Showing posts with label necessary truths. Show all posts
Showing posts with label necessary truths. Show all posts

Monday, February 19, 2018

Leibniz on PSR and necessary truths

I just came across a quote from Leibniz that I must have read before but it never impressed itself on my mind: “no reason can be given for the ratio of 2 to 4 being the same as that of 4 to 8, not even in the divine will” (letter to Wedderkopf, 1671).

This makes me feel better for defending only a Principle of Sufficient Reason restricted to contingent truths. :-)

Sunday, March 9, 2014

Explaining the necessary with the contingent

It may seem initially slightly surprising, but there are necessary truths that are explained by contingent ones. For instance, it is a necessary truth that Obama is president or 2+2=4. And this necessary truth can be explained by the fact that the majority of the electoral college voted for Obama, or, perhaps even better, by facts about the way the Democrats and Republicans campaigned. Another necessary truth that can be explained in the same way is that it is or is not the case that Obama is president.

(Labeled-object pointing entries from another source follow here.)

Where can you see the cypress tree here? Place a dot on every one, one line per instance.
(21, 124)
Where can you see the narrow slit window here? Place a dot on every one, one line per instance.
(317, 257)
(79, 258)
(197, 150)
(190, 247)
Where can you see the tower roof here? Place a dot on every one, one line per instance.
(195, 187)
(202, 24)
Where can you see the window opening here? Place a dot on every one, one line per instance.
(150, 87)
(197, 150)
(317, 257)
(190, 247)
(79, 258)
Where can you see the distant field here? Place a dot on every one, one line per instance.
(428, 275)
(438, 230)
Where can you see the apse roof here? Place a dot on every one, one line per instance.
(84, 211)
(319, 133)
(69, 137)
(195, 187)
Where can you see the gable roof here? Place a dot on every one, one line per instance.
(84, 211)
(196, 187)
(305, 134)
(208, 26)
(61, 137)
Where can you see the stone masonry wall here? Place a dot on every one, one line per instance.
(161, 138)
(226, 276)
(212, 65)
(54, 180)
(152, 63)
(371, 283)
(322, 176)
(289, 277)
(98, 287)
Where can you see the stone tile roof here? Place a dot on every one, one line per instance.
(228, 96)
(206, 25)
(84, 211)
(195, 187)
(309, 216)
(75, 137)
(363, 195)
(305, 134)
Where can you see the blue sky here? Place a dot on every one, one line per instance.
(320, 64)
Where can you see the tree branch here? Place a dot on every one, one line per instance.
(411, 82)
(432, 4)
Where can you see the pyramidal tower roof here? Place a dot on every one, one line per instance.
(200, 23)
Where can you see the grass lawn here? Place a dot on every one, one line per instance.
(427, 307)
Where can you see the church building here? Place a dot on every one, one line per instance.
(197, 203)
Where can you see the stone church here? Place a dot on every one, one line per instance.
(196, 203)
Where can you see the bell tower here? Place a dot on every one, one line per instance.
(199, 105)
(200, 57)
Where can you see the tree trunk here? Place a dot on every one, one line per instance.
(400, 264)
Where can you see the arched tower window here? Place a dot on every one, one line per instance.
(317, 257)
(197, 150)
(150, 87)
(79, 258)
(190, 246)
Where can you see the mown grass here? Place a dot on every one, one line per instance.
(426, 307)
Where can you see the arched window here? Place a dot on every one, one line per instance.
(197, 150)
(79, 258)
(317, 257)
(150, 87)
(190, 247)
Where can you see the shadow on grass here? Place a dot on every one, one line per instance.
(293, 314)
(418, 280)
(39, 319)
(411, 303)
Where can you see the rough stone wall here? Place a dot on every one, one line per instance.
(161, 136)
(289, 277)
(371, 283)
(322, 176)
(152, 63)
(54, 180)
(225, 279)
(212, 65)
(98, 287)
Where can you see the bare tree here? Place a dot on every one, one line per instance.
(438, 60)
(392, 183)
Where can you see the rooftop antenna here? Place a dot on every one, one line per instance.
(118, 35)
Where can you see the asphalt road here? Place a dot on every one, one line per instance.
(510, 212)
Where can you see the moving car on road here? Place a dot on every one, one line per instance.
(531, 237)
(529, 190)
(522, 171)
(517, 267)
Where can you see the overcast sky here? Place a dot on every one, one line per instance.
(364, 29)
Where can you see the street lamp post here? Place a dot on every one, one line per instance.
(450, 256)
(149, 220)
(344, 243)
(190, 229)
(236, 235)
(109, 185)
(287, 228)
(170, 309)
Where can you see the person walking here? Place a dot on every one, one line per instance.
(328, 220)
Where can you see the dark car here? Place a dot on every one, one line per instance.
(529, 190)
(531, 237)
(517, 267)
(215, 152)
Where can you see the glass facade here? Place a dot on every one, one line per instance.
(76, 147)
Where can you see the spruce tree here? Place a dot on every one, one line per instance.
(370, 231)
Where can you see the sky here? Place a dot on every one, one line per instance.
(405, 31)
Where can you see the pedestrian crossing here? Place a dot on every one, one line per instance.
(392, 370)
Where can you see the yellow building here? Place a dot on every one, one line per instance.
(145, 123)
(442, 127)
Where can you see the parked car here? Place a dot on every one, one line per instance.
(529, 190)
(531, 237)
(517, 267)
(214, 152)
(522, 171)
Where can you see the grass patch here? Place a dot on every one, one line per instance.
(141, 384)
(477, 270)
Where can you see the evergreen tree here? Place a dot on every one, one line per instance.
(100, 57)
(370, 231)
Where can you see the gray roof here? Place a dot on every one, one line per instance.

That the necessary can sometimes be explained with the contingent is, I think, a rather more trivial claim than that the contingent can be explained with the necessary.

Friday, June 1, 2012

A moderately smart being that knows all necessary truths can know everything

Suppose Fred knows all necessary truths and is at least as smart as the author of this post. Fred wants to know whether a proposition p is true. So Fred says: "I stipulate that P is the singleton set {p} and that S is the subset of all the members of P that are true." But sets have their members essentially. So S is necessarily empty or necessarily non-empty. If S is necessarily empty, then Fred knows that, and if S is necessarily non-empty, then Fred knows that, too. Since Fred is at least as smart as the author of this post, if Fred knows that S is necessarily empty, he can figure out that therefore S is empty, and hence that all the propositions in P are false, and hence that p is not true. And if Fred knows that S is necessarily non-empty, then Fred can figure out that therefore S is non-empty, and hence that p is true. In either case, then, Fred can figure out whether p is true.